Ye Danyang said she was luckier than many others in terms of her husband’s love and support.

She insisted that the surgeon make as small an incision as possible so that the breast would not have to be removed.

Her doctors at the Beijing Chaoyang Hospital agreed after a “most elaborate, most sophisticated examination” of her conditions.

“For a woman, breasts are not just yet another organ. Lots of women would rather die than having their breasts removed,” she said.

China Features found that for many women who are diagnosed with breast cancer, the first question is always, “Why me? Why now?” The initial reaction is one of fear and frustration.

“All I can do is to drag on with this life,” said Xiao He (pseudonym), now warded at a hospital in Beijing. “Days now feel like years.”

The woman, 27, is a school teacher from Wuhan, Central China’s Hubei Province. Just a few days ago, she celebrated her engagement. Then came the devastating news that she was suffering from breast cancer and that it was at an advanced stage.

Her fiance left her without a second thought. But Xiao He has no regrets.

“I don’t want to burden any one in or outside my family.”

Breast screening

Xiao He has had to have both breasts removed and is now preparing for chemotherapy, which typically produces side effects such as nausea, loss of hair, premature menopause and possible loss of fertility.

“To have her right to be a mother deprived is the cruellest thing that could happen to a woman, along with loss of her breasts and in not a few cases, death,” said Xu.

To prevent such tragedies, he and other medical experts are sparing no efforts to improve on treatments for breast cancer while spreading awareness among women.

However, they agree that early detection remains the most efficient and cost-effective way of treating this killer disease.

“Regular mammography screening can reduce a woman’s chance of dying from breast cancer,” Xu said. “Besides, early detection may eradicate the necessity of removing lymph nodes, and in some cases, the need for removing one breast or both and the need for chemotherapy.”

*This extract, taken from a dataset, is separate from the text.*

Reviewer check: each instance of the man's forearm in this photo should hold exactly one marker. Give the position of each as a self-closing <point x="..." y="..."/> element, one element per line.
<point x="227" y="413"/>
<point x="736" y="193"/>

But mammography has its own limitations.

According to Xu, East Asian women tend to have small and firm breasts, making it relatively difficult for X-rays to penetrate.

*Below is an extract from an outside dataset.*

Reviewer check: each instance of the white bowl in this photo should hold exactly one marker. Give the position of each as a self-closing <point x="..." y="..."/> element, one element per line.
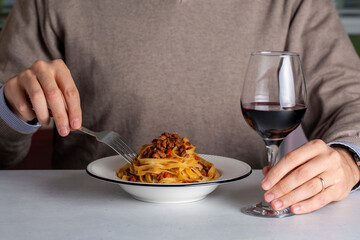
<point x="230" y="170"/>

“But such limitations can be overcome,” he said.

In an effort to improve the prevention and treatment of breast cancer, Xu is now heading a programme to make early detection of the disease available across the country.

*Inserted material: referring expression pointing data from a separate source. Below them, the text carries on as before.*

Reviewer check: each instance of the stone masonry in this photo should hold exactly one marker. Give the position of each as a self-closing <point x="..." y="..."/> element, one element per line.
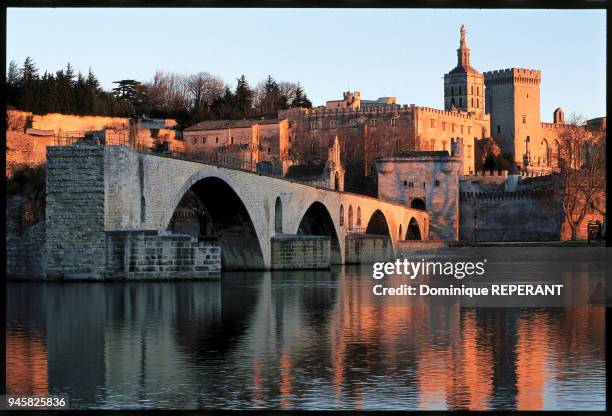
<point x="300" y="252"/>
<point x="75" y="212"/>
<point x="148" y="255"/>
<point x="95" y="189"/>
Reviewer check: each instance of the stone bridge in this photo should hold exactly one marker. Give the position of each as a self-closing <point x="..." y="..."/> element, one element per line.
<point x="96" y="190"/>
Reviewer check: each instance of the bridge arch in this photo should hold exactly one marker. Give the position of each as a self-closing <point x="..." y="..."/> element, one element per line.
<point x="414" y="231"/>
<point x="317" y="220"/>
<point x="418" y="203"/>
<point x="278" y="216"/>
<point x="378" y="224"/>
<point x="232" y="219"/>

The “One Million Chinese Women Breast Screening Project” is aimed at developing up to 100 screening sites in different parts of the country, all well-equipped and staffed by competent doctors.

In six years, each site is expected to register anywhere between 10,000 and 15,000 women for regular screening – once in one year and six months.

“By 2010,” Xu said, “we will have completed the building-up of a database on up to 1 million Chinese women.”

“It’s a huge project, a mammoth challenge,” he conceded. “We are the first in China to do this kind of quantitative research.”

Till now, 21 sites have been set up. Of the 312 women registered at the General Hospital of the Chinese People’s Liberation Army Beijing Military Area Command, nine were found to have malignant breast tumours and are being treated.

Xu Guangwei plans to start nine more sites for the project before the end of this year.